Papillary thyroid carcinoma is one of the subtypes of differentiated thyroid carcinoma [48]. It composes the most common variant (> 80%) of all thyroid malignancies [49]. Surgery is the main treatment body with adjuvant therapies depending on histological and genetic properties of the tumor [48]. Metastasis of PTC is mostly local to the regional lymph nodes, with rare occurrence of metastasis to distal sites (5–7% of the cases) [50]. In the exemplary case, no primary or any other metastatic site for PTC was depicted on PET scan. The tumor was a teratocarcinoma rather than a metastatic one, similar to the case of Wang et al. [42], who presented carcinoid tumor in a lumbar teratoma associated with tethered cord syndrome in an adult.
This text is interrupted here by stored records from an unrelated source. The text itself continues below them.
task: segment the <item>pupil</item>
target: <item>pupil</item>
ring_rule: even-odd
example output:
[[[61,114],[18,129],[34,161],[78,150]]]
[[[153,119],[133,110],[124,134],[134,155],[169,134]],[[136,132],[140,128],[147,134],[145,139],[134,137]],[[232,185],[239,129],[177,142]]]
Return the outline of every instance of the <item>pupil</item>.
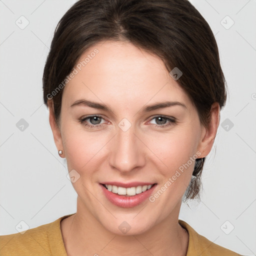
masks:
[[[97,118],[99,118],[98,116],[94,116],[92,118],[92,118],[92,123],[93,124],[100,124],[100,122],[98,124],[97,124]],[[96,124],[95,124],[94,122],[96,122]]]
[[[165,118],[162,118],[162,117],[158,117],[157,118],[157,120],[160,120],[160,124],[164,124],[164,122],[163,122],[162,120],[164,120],[166,119]],[[162,120],[162,121],[161,122],[161,120]]]

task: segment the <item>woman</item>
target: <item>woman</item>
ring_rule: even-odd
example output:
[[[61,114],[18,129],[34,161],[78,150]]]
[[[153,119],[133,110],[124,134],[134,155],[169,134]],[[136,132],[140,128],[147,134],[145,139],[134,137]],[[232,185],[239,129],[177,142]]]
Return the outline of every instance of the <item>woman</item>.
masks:
[[[226,100],[218,46],[186,0],[80,0],[60,20],[44,102],[77,212],[1,236],[1,255],[235,256],[178,220]]]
Presence of PTC within teratoma was formerly reported in an ovarian mass lesion of a 34-year-old woman [51]. They analyzed her thyroid gland and detected some nodules, which turned to be benign thyroid nodule following fine needle aspiration. This is the second case of PTC presenting in a teratoma, and the first case presented within a spinal teratoma. Thyroid gland and full body surveillance should be conducted whenever such or similar case is diagnosed, before acceptance of the lesion is a primary component of teratoma. Endocrine tumors arising within teratomas, such as in the present case, are presumed to originate from neuroendocrine cells of the respiratory or gastrointestinal epithelium that are parts of teratomatous neoplasms [42].

Conclusion

Concomitant presentation of SCM with spinal cord lipoma and teratoma including papillary thyroid carcinoma has not been reported until now, to the best of our knowledge. Such variable presentation of congenital spinal malformations is rare but not absent in the literature. Thoracolumbar region is the most common location for such entity in children, whereas lumbar region for the adults. Surgical resection should be done as much as possible under neuromonitorization. The resected material should be evaluated thoroughly not to miss any malign pathology. Surgical outcome is better when it is done at an early age.